Mais l’intérêt marqué pour le cinéma, entendu en tant que pratique artistique, par un nombre croissant d’enseignants, mena aussi progressivement à l’introduction du cinéma, entendu sous la forme de longs métrages de fiction, dans le cadre scolaire et périscolaire, notamment dans le cadre de ciné-clubs où s’activèrent plusieurs enseignants. Ces ciné-clubs constituèrent le vivier grâce auquel la Cinémathèque put se développer. Dès que Freddy Buache devint le principal animateur de la CS, il se rendit dans de très nombreuses localités, invité à présenter des films. Cet apostolat se fit très concrètement, bobine et projecteur à la main. Quand on observe le nombre très élevé de séances organisées, on comprend mieux que le premier employé de la CS, après une secrétaire, fut un projectionniste, Marcel Jordan, capable de manier film, projecteur et voiture pour seconder Freddy Buache dans ses tournées qui le menaient partout en Suisse romande.

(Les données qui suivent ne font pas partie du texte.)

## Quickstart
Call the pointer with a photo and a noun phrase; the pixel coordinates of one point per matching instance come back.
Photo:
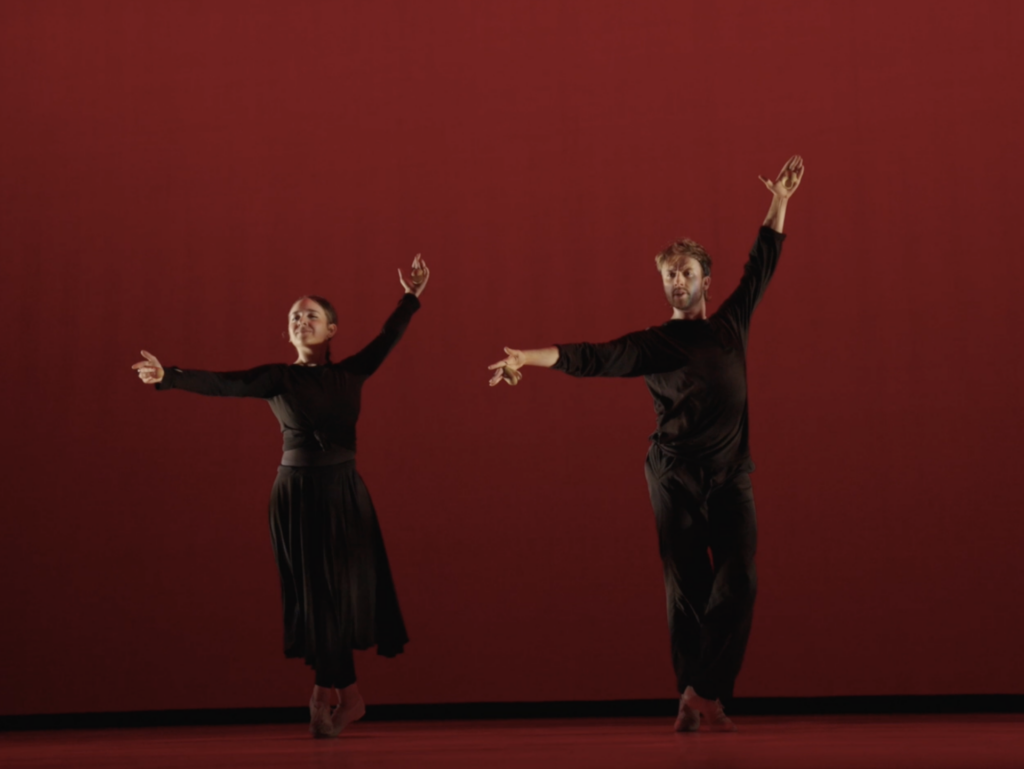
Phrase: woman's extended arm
(261, 382)
(367, 360)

Durant les premières années d’activités de la Cinémathèque, son action reposait avant tout sur une intense circulation des films – on parlerait aujourd’hui d’animation culturelle. Liée à la Fédération suisse des ciné-clubs et guildes du film, la CS invite des cinéastes et organise des tournées. On pourrait ainsi proposer une sorte de cartographie des lieux cinéphiles, certains jouissant manifestement de l’amitié du conservateur. Dans ce cas, on peut noter que plusieurs tournées sont directement orientées vers les écoles avec notamment Mario Marret qui fit des films au cours d’expéditions polaires dirigées par Paul-Emile Victor (par exemple Terre Adélie en 1951).
La part du documentaire est importante dans ces tournées, mais l’accent porte davantage sur le rôle de leur auteur que sur leur fonction éducative et leur adéquation par rapport à une réalité donnée. Dans les premières années d’activité de la Cinémathèque, des tournées sont organisées, avec des films de Robert Flaherty, présentés par Georges Rouquier ou Jean Painlevé, pour ne citer que des noms célèbres. En 1965, Paul Grimault fut à son tour invité à présenter ses films d’animation.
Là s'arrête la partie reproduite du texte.